LVSİ ve stromal invazyon derinliği lenfatik metastaz riskini arttırmaları dolayısıyla önemli prognostik faktördür. Lenf nodu tutlumunun iki taraflı olması lenfnodu sayısı kadar önemli bir prognostik faktör değildir. Ayrıca tutulmuş nod sayısı nodun büyüklüğünden daha fazla prognostik öneme sahiptir. Üçten az lenf nodu tutulanlarda 5 yıllık sağkalım %72 olarak bildirilirken üçten fazla tutulumda bu oran %40 tır.
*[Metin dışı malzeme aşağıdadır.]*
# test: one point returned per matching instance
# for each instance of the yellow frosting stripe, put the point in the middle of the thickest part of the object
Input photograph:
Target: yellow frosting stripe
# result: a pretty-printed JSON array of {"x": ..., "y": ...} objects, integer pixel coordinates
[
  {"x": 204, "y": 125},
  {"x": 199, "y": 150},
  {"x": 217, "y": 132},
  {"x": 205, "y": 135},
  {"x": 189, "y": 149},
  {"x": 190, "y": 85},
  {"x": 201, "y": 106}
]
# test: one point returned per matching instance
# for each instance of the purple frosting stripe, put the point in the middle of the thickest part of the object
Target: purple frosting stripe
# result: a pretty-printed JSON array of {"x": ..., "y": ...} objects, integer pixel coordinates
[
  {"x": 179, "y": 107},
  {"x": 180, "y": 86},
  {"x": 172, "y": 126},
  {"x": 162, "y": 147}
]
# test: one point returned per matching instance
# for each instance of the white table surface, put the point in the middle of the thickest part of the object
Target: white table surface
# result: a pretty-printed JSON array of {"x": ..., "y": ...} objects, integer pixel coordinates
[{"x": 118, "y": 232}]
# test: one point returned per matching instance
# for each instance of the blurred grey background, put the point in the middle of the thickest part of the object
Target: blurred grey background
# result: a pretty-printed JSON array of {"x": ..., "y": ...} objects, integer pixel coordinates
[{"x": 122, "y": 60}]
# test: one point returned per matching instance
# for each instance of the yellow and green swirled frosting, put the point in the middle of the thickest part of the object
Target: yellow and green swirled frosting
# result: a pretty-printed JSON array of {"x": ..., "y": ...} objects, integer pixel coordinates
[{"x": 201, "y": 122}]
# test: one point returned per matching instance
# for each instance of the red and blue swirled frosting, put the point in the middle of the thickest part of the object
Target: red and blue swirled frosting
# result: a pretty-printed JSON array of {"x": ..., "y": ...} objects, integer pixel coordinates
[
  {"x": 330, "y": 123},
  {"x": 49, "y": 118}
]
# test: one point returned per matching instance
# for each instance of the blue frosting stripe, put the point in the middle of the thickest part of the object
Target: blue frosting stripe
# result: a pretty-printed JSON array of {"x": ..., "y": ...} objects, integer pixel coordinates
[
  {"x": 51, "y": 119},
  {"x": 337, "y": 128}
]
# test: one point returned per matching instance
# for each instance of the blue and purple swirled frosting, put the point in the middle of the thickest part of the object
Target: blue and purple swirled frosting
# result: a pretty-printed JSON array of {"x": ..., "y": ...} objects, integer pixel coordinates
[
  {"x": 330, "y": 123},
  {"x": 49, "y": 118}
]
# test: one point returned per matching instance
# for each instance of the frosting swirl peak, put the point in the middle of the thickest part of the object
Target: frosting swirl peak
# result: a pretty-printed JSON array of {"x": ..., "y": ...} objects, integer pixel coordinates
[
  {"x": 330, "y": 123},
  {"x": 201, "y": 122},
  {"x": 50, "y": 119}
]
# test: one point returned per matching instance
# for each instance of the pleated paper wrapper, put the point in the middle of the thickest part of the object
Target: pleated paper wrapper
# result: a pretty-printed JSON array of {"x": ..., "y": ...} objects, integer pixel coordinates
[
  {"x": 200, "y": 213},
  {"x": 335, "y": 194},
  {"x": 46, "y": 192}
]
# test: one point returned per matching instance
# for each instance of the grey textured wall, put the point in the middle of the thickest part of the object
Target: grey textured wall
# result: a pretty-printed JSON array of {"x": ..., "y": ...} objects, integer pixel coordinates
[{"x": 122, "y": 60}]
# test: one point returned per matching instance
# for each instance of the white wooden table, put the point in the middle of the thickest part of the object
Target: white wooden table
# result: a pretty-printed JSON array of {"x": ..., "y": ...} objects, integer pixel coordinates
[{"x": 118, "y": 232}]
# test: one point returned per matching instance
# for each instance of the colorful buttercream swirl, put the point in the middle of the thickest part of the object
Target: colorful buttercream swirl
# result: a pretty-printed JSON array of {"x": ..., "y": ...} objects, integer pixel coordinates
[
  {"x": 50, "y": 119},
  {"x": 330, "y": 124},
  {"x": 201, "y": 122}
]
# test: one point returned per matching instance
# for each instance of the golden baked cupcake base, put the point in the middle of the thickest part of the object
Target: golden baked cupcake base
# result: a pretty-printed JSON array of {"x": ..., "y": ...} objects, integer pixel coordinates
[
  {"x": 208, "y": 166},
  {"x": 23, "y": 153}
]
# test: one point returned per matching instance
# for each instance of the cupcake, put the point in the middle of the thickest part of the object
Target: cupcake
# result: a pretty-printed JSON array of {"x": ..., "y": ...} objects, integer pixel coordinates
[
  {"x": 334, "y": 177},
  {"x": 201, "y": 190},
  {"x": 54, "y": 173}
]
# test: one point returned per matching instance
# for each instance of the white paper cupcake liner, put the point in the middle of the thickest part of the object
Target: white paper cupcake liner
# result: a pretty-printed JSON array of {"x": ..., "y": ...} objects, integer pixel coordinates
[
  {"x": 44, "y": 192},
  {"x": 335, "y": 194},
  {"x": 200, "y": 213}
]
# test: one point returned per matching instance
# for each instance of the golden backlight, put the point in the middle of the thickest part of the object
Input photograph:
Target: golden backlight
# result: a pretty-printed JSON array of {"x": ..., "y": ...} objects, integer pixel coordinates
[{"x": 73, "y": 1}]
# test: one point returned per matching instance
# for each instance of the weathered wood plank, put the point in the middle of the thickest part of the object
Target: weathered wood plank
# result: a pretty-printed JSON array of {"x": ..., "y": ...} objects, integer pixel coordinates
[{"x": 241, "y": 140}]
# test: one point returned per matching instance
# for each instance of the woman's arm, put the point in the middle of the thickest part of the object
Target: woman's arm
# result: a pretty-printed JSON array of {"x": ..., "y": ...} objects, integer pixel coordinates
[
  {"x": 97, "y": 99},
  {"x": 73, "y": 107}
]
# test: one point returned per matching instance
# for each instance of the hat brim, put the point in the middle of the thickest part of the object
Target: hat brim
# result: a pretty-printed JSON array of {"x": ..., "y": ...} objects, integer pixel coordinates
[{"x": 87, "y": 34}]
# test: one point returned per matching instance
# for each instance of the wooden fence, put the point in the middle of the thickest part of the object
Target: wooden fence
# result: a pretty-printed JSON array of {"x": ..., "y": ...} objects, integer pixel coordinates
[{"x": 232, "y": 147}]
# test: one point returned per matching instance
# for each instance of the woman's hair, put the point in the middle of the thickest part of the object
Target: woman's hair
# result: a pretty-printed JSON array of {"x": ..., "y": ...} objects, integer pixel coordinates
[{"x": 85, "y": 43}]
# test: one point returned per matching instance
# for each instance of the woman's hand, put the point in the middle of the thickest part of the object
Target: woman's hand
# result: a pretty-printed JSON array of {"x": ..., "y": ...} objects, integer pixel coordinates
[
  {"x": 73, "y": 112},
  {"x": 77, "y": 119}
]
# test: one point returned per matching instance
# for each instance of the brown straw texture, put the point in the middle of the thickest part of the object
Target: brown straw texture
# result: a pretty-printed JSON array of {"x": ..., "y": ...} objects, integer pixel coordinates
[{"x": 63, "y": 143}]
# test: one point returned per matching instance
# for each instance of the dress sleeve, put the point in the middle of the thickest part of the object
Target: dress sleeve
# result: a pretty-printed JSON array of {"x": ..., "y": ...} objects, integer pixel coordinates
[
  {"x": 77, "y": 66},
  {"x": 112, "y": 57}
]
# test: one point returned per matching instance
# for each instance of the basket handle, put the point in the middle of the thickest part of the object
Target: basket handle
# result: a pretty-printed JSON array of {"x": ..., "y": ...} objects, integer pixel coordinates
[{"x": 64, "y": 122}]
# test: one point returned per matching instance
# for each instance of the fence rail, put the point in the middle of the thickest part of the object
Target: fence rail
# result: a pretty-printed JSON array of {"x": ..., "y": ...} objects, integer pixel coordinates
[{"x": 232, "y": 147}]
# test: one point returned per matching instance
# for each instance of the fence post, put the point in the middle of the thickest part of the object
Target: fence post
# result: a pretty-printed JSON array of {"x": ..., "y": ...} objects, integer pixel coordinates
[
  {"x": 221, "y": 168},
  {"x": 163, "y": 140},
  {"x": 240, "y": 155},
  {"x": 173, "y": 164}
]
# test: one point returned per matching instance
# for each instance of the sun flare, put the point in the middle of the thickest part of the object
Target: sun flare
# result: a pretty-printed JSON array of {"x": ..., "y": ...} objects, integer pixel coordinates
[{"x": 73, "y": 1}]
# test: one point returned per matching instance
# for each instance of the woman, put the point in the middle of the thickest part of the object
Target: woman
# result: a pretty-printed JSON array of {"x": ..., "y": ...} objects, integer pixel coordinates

Stromal invazyon derinliği ile pelvik lenf nodu metastazı ve pelvik rekürrens arasında pozitif bağlantı tespit edilmiştir
Diğer bir prognostik faktör tümörün büyüklüğüdür.
Yine parametrial yayılımında kötü prognostik faktör olduğu bildirilmektedir. Parametrial tutulum olmayanlarda pelvik lenf nodu tutulumu %13.5 , olanlarda %43.1 olmaktadır.
Hücre tipinde de serviksin adenokarsinomu , skuamöz hücreli karsinoma göre daha kötü prognozludur. Özellikle lenf nodu tutulumu varsa adeno kanser daha kötü seyretmektedir.
Hücre diferansiasyonunun prognostik önemi vardır. Kötü diferansiye tümörlerin daha yüksek lenf nodu metastazıyla ve daha düşük sağ kalımla ilişkili olduğu bilinmektedir. Ama hücre diferansiasyonu çeşitli oranlarda aynı tümörde görülebildiği için evre III-IV tümörlerinde tedaviyi etkilemezler.